"Though it has seemed right in the eyes of the All-wise Sovereign of the universe that I should be pronounced guilty before an earthly bar, I feel assured that He, in His own good time, will declare my innocence."
"Will that profit you aught, my son, when you are dust?"
"It will rescue my name from infamy, and give me a mournful interest in the memory of my friends."
"Poor lad, this is but a melancholy consolation; I wish I could believe you."
"What a monster of depravity you must think me, if you can imagine me guilty after what I have just said! Is truth so like falsehood, that a man of your holy calling cannot discern the difference? Do I look like a guilty man? Do I speak like a guilty man who knows that he has but a few days to live? If I were the wretch you take me for, should I not be overwhelmed with grief and despair? Would not the thought of death be insupportable? Oh! believe one who seeks not to live—who is contented to die, when I again solemnly declare my innocence."

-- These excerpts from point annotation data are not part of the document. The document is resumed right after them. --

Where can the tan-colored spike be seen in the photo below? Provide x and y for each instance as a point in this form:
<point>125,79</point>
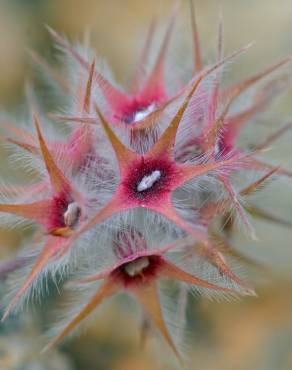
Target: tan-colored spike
<point>166,142</point>
<point>216,258</point>
<point>167,210</point>
<point>47,253</point>
<point>51,71</point>
<point>243,85</point>
<point>57,178</point>
<point>107,289</point>
<point>147,296</point>
<point>88,92</point>
<point>36,211</point>
<point>107,88</point>
<point>139,73</point>
<point>28,147</point>
<point>192,171</point>
<point>258,183</point>
<point>124,155</point>
<point>115,205</point>
<point>196,40</point>
<point>260,165</point>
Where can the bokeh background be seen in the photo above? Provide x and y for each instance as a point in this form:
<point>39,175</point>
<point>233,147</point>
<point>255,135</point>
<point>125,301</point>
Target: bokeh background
<point>250,334</point>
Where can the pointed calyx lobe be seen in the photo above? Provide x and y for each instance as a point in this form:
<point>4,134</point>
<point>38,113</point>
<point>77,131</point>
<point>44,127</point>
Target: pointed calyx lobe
<point>149,180</point>
<point>147,98</point>
<point>138,272</point>
<point>58,214</point>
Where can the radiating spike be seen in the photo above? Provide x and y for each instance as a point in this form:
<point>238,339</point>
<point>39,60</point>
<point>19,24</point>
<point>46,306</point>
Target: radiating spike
<point>166,142</point>
<point>47,253</point>
<point>8,267</point>
<point>243,85</point>
<point>57,178</point>
<point>124,155</point>
<point>261,214</point>
<point>168,211</point>
<point>173,272</point>
<point>192,171</point>
<point>36,211</point>
<point>147,296</point>
<point>21,144</point>
<point>76,119</point>
<point>107,289</point>
<point>217,259</point>
<point>115,205</point>
<point>260,165</point>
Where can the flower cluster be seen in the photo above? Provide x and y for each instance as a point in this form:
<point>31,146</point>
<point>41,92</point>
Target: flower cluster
<point>136,193</point>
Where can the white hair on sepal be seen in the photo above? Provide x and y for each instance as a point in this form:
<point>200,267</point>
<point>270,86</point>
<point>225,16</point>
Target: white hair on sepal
<point>150,231</point>
<point>75,298</point>
<point>170,300</point>
<point>57,270</point>
<point>190,261</point>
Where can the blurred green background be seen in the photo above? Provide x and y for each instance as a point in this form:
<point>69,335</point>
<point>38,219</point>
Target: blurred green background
<point>251,334</point>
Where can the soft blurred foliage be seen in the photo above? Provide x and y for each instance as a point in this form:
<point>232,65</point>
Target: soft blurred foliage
<point>251,334</point>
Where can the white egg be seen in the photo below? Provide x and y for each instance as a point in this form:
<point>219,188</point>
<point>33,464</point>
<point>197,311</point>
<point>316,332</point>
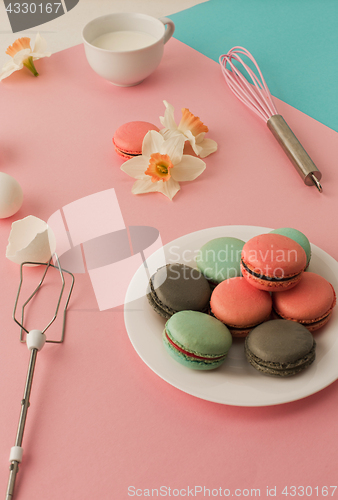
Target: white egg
<point>11,196</point>
<point>30,240</point>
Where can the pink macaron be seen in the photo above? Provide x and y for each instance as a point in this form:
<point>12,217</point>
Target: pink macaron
<point>273,262</point>
<point>128,138</point>
<point>240,306</point>
<point>309,303</point>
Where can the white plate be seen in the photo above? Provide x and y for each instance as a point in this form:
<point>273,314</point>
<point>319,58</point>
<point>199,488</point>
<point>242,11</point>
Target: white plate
<point>236,382</point>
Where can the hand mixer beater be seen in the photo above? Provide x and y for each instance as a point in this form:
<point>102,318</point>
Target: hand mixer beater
<point>35,340</point>
<point>258,98</point>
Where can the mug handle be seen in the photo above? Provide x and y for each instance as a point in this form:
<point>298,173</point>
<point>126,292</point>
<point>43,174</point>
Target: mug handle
<point>170,28</point>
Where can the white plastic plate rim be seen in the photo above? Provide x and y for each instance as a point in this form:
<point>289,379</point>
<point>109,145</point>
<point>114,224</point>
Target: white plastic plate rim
<point>235,382</point>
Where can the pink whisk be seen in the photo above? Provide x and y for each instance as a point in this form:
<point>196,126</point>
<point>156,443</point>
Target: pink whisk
<point>258,98</point>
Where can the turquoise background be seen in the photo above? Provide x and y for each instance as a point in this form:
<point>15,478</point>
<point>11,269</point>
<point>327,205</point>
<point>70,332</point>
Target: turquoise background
<point>295,43</point>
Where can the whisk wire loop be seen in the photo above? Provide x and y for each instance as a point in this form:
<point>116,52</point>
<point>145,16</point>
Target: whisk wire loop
<point>257,96</point>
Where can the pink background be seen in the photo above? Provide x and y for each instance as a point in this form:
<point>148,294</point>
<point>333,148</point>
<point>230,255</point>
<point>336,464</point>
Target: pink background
<point>100,419</point>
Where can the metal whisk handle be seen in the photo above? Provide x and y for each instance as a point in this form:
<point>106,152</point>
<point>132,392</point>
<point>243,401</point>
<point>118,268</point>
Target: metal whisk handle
<point>35,341</point>
<point>295,151</point>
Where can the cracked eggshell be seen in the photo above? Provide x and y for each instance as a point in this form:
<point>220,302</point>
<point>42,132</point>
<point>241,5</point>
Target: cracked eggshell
<point>30,240</point>
<point>11,196</point>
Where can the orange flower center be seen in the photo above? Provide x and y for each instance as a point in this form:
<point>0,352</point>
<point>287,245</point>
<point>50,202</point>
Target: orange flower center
<point>192,123</point>
<point>159,167</point>
<point>19,44</point>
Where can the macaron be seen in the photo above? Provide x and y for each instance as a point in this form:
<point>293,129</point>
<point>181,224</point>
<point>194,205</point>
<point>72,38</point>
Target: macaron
<point>220,259</point>
<point>280,347</point>
<point>240,306</point>
<point>177,287</point>
<point>273,262</point>
<point>128,138</point>
<point>310,303</point>
<point>196,340</point>
<point>297,236</point>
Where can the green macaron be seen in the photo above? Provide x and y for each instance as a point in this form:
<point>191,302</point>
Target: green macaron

"I have seen men, Anthony Hurdlestone, who, up to the very hour of their execution, persisted in the same thing and yet, after all their solemn protestations, owned at the last moment that their sentence was just, and that they merited death."
"And I too have merited death," said Anthony mournfully. "God is just."
The chaplain started; though but a few minutes before he had considered the prisoner guilty, yet it produced a painful feeling in his mind to hear him declare it.
"Is self-destruction murder?" asked Anthony with an anxious earnest glance.
"Aye, of the worst kind: for deep ingratitude to God, and contempt of his laws, are fearfully involved in this unnatural outrage."